Философию эту, однако, как и стихотворение, внушила ему отнюдь не поэма, о которой, после ее выхода в свет (1817) и неслыханного успеха, один забытый недоброжелатель по имени Sneyd сложил стишок:
«Lalla Rookh / is a naughty book / By Tommy Moore, / Who has written four, / Each warmer / Than the former, / So the most recent / Is the least decent» [100].
Поэма известна была Жуковскому, вероятно, и в подлиннике, а не только, как Пушкину, чуть позже, по французскому переводу в прозе Амедея Пишо (1820) [101]. Но мысли его и стихи — не о ней и не о его героине, а о той или по поводу той, кто исполнял роль этой героини 27 января 1821–го года в берлинском королевском замке, где были поставлены живые картины с пантомимой по случаю приезда в Берлин великого князя Николая Пааловича и его супруги Александры Федоровны, дочери прусского короля. В разговорах Гёте с канцлером Мюллером упомянуто, что два с половиной года спустя они вместе рассматривали посвященный этому празднеству немецкий альбом; французский был выпущен еще за год до того. Будущая императрица, ученица Жуковского, Лаллой Рук и была; за ней это прозвище в придворном кругу и удержалось. Но этот ее апофеоз, в мечтах и стихах ее наставника, самого имени Лалла Рук не коснулся, был только прелюдией к его апофеозу, — позднему, тайному, в неизвестных современникам стихах. И не в стихах Жуковского.
Почти ровно через год после «дивертисмента с пением и танцами» (как сказано во французском альбоме) [102], 22 января 1822–го года, Пушкин писал Вяземскому из Крыма: «Жуковский меня бесит— что ему понравилось в этом Муре, чопорном подражателе безобразному восточному воображению? Вся «Лалла Рук» не стоит десяти строчек Тристрама Шанди». В этом отзыве есть зрелость вкуса, но еще нет зрелости критического суждения. Зачем противополагать Стерна ультраромантической, в дешевом смысле слова, поэме; и нет в этой поэме ни чопорности, ни «безобразного восточного воображения». Никто, однако, не пожалеет о том, что поэма (в амедеевой прозе) его и позже не пленила. Прошло немало лет… Но и заглавие ее так до конца ничего бы ему и не сказало, если бы не стало именем другого, не прежнего лица, и если бы не захотелось ему в «главе осьмой», при описании бала, имя это упомянуть. А когда захотелось, то и зазвучало оно для него всей скрытой силой своего звучанья, — не замеченного Жуковским, который в стихотворении своем, не считая заглавия, имени этого не упомянул (кроме как, без помощи ему со стороны соседних звуков, в самом конце, из печатной версии изъятом).

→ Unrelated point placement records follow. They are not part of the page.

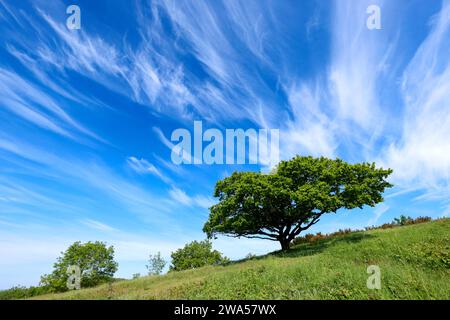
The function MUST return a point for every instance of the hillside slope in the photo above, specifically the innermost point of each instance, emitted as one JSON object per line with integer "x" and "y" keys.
{"x": 414, "y": 262}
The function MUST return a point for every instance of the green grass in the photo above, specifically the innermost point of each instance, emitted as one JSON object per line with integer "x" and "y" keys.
{"x": 414, "y": 262}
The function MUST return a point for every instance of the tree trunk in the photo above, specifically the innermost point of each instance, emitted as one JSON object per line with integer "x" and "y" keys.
{"x": 284, "y": 244}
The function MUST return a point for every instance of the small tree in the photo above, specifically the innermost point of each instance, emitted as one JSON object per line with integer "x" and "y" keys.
{"x": 156, "y": 264}
{"x": 196, "y": 254}
{"x": 280, "y": 205}
{"x": 94, "y": 260}
{"x": 403, "y": 220}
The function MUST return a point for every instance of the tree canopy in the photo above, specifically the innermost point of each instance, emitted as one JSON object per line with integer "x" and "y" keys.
{"x": 280, "y": 205}
{"x": 94, "y": 260}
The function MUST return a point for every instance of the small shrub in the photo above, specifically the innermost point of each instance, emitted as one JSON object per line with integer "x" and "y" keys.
{"x": 156, "y": 264}
{"x": 196, "y": 254}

Пушкин сумел половину строфы звучанием этим наполнить, подготовкой к нему и его отзвуком организовать. Набоков был прав, тому пятнадцать лет («Опыты» VIII. 1957. С. 48), «божественными» объявив эти стихи [103]. Напрасно только привел он лишь первые четыре строчки не напечатанной Пушкиным строфы, и напрасно последнюю из них назвал «заключительным ударом музыкальной фразы», которым «собираются и разрешаются предшествующие созвучия». Последние слова верны, но стих этот скорей кульминационный пункт этой фразы, за которым следуют еще три фонетически отнесенных все к тому же имени как бы ниспадающих стиха, приподнятых затем, уже по–новому звучащим, четвертым:
И в зале яркой и богатой
Когда в умолкший, тесный круг,
Подобно лилии крылатой
Колеблясь входит Лалла–Рук,
И над поникшею толпою
Сияет царственной главою,
И тихо вьется и скользит
Звезда–харита меж харит…
Картинная или «образная» сторона этих стихов не менее действенна, чем слуховая. «Крылатая лилия» — белый тюлевый или тюлем отделанный наряд императрицы, расширяющийся к плечам по моде тех лет. «Колеблясь» — бальное ее или пред бальное движение, как и вслед затем «вьется» и «скользит». Однако музыка все же первенствует: сверхвещественную сладостность дает тому вещественному, что описано здесь словами. Все эти как будто и бессмысленные на первый взгляд але–ол‑ли–ли–ла–ле–ля–лалла–ол–ла- оль не только уплотняют, позлащают, но и преображают смысловую ткань, сотканную предложениями и словами. Крылатая лилия без этой музыки осталась бы все‑таки бескрылой; не сияла бы так царственно венчанная харита меж харит; «колеблясь» (изумительно найденное по звуку, как и по смыслу слово) утратило бы грацию и наглядность «колеблемости» своей; а главное, не подготовлялось бы первыми четырьмя стихами и не сопровождалось бы дальнейшими тремя, не возникало бы постепенно и не исчезало бы медленно сияние, ставшего на этот раз поистине волшебным, имени Лалла Рук.
100
«Лалла Рук — шаловливая книжка Томми Мура, который написал четыре, каждая жарче прежней, так что самая новая — наименее скромная». Уолтер Снейд — английский сатирик начала XIX в.
101
Ср.: «…приторная и бесконечно скучная поэма Мура» была знакома Пушкину «по серому французскому переводу в прозе Амеде Пишо (Lalla Roukh ou la Princesse Mogole, 1820)». В. Набоков. Заметки переводчика. II // Опыты. 1957. Кн. 8. С. 48.
103
«Словесник скажет, что эти божественные стихи превосходят по образности и музыке все в «Онегине», кроме разве некоторых других пропущенных или недописанных строф; что это дыхание, это равновесие, это воздушное колебание медлительной лилии и ее газовых крыл отмечены в смысле стиля тем сочетанием сложности и легкости, к которому только восемьдесят лет спустя приблизился Блок на поприще четырехстопного ямба» (В. Набоков. Заметки переводчика. II // Опыты, 1957. Кн. 8. С. 48).